O alumínio verde é outra fonte que também tem chamado a atenção de muitos governos, no sentido de como produzir certos compostos importantes para muitas empresas. O alumínio já leva o selo verde e é um produto com potencial de exportação. Há toda uma produção de painéis fotovoltaicos que pode se instalar no Brasil, e aliás, já temos estudos para isso. O que precisamos fazer é definir as estratégias, porque a energia para o fornecimento a essas indústrias está disponível, é renovável e é reconhecida. Também é preciso trabalhar na regulação, nas regras e em todas as questões para que sejam, de fato, economicamente viáveis.
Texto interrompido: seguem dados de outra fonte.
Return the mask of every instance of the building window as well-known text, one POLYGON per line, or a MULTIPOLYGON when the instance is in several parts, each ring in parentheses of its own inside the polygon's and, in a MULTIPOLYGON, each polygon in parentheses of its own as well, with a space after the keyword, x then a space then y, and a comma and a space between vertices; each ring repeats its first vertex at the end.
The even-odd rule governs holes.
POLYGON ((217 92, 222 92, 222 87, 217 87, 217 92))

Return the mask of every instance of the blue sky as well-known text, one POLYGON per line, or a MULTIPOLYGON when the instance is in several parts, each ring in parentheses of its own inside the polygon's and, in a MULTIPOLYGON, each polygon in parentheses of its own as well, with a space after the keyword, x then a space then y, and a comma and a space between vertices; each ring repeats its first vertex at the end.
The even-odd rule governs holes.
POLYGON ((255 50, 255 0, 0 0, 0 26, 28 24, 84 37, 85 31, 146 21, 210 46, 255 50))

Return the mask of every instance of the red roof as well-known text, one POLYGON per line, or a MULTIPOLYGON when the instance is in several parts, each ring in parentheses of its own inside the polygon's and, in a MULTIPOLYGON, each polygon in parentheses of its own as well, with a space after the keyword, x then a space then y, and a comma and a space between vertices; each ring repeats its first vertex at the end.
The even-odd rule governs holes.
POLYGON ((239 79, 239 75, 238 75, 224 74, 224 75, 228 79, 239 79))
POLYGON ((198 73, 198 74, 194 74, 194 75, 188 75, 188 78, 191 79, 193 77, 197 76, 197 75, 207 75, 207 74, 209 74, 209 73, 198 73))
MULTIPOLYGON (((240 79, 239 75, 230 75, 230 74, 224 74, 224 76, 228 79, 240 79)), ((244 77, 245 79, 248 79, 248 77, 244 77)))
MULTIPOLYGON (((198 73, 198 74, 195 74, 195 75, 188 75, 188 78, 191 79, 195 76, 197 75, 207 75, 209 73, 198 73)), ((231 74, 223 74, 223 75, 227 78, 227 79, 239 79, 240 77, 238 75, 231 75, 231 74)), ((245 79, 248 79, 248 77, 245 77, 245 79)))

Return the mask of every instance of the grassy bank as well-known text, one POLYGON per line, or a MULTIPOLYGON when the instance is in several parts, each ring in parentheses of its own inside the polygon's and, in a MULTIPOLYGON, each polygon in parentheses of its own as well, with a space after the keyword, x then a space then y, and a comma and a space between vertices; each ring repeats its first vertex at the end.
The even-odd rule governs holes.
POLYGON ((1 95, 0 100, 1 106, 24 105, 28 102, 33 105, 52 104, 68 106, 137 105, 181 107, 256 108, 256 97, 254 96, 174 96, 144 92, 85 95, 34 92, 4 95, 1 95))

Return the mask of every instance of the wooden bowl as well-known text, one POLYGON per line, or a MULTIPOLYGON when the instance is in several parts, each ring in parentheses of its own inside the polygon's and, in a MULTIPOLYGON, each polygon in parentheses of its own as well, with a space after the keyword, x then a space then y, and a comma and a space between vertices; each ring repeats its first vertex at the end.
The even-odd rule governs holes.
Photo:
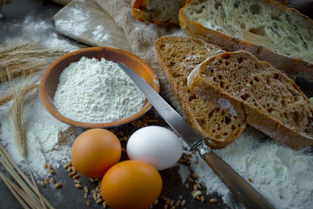
POLYGON ((158 80, 152 68, 146 62, 134 54, 124 50, 109 47, 91 47, 80 50, 68 53, 56 60, 48 67, 42 78, 40 87, 42 102, 48 112, 56 118, 65 123, 82 128, 110 128, 136 120, 144 115, 152 107, 151 103, 146 99, 142 108, 135 114, 122 120, 106 123, 88 123, 76 121, 61 115, 54 103, 54 97, 57 86, 60 83, 60 75, 71 63, 80 61, 84 56, 88 58, 95 58, 99 60, 104 58, 115 63, 121 62, 142 78, 156 92, 159 92, 158 80))

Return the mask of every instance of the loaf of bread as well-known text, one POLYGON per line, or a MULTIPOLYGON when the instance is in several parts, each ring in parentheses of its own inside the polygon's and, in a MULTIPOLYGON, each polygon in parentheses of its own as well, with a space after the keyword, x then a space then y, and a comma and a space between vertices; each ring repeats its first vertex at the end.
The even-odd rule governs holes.
POLYGON ((240 51, 208 58, 188 78, 189 89, 293 149, 313 145, 313 105, 268 63, 240 51))
POLYGON ((180 10, 187 0, 135 0, 132 13, 137 20, 155 24, 179 24, 180 10))
POLYGON ((191 36, 313 82, 313 23, 296 10, 270 0, 188 0, 179 18, 191 36))
POLYGON ((224 147, 246 128, 240 116, 232 116, 190 93, 187 78, 208 57, 224 52, 198 39, 178 36, 160 38, 154 43, 156 58, 186 119, 212 148, 224 147))

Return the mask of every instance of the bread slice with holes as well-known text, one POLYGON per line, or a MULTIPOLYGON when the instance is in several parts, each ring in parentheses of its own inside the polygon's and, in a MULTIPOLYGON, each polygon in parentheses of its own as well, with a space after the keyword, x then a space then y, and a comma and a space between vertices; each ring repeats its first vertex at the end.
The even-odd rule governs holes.
POLYGON ((154 43, 156 59, 186 119, 216 149, 232 143, 246 128, 239 116, 232 116, 188 90, 187 78, 208 57, 224 52, 219 47, 190 37, 165 36, 154 43))
POLYGON ((293 149, 313 145, 313 105, 268 63, 240 51, 210 57, 188 78, 196 95, 293 149))
POLYGON ((189 0, 179 18, 191 36, 313 82, 313 22, 293 9, 270 0, 189 0))
POLYGON ((132 6, 137 20, 148 23, 178 25, 180 10, 187 0, 135 0, 132 6))

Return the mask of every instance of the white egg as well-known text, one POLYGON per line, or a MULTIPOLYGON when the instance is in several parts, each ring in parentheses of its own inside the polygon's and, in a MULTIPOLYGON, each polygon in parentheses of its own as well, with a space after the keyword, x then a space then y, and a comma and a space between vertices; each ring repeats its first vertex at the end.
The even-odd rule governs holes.
POLYGON ((147 126, 132 135, 126 150, 130 159, 146 162, 160 170, 174 165, 180 159, 182 143, 166 128, 147 126))

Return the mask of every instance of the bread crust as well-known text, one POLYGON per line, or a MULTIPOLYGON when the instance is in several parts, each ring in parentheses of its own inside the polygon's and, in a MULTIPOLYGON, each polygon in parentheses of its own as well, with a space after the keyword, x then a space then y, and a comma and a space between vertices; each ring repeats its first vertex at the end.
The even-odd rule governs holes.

F: Em relação às hidrelétricas, qual o principal desafio para a manutenção dos parques?
AW: O Brasil tem um dos maiores parques hidrelétricos do mundo. As hidrelétricas
são, de fato, o pilar fundamental do setor, a possibilidade que já temos em mãos. É preciso investir. Estamos trabalhando, por exemplo, na barragem da hidrelétrica de São Simão, gerenciada pela Spic Brasil, localizada na divisa de Minas Gerais e Goiás, com um reservatório que abrange 13 municípios. Estamos modernizando as hidrelétricas, que, na sua maioria, têm de 30 a 40 anos de construção. Iniciamos, em 2019, a reestruturação e digitalização da UHE de São Simão e para os próximos nove anos é previsto investimento de mais de R$ 1 bilhão. O objetivo é produzir energia de forma mais confiável e muito mais precisa. E a partir disso, também podemos expandir a potência da usina, assim que tivermos liberação regulatória.

F: Como está hoje o processo de expansão dessas hidrelétricas?
AW: A expansão das hidrelétricas ainda não está regulamentada e essa é uma discussão que tem chamado a atenção dos órgãos de governo, do Ministério, da Aneel, enfim, dos formadores de opinião e das associações. Esse é um ativo que o Brasil pode explorar e ter energia boa, abundante, barata e renovável à disposição da sociedade.

F: Existem planos para a construção de novas hidrelétricas?
AW: No nosso caso, estamos aguardando o plano do governo para verificar se vão fazer a autorização e licenciamento de novas hidrelétricas. É algo que me parece estar em estudo pelo Ministério de Minas e Energia. O que sabemos é que as hidrelétricas estão cada vez mais longes dos centros de carga, em áreas cada vez mais remotas.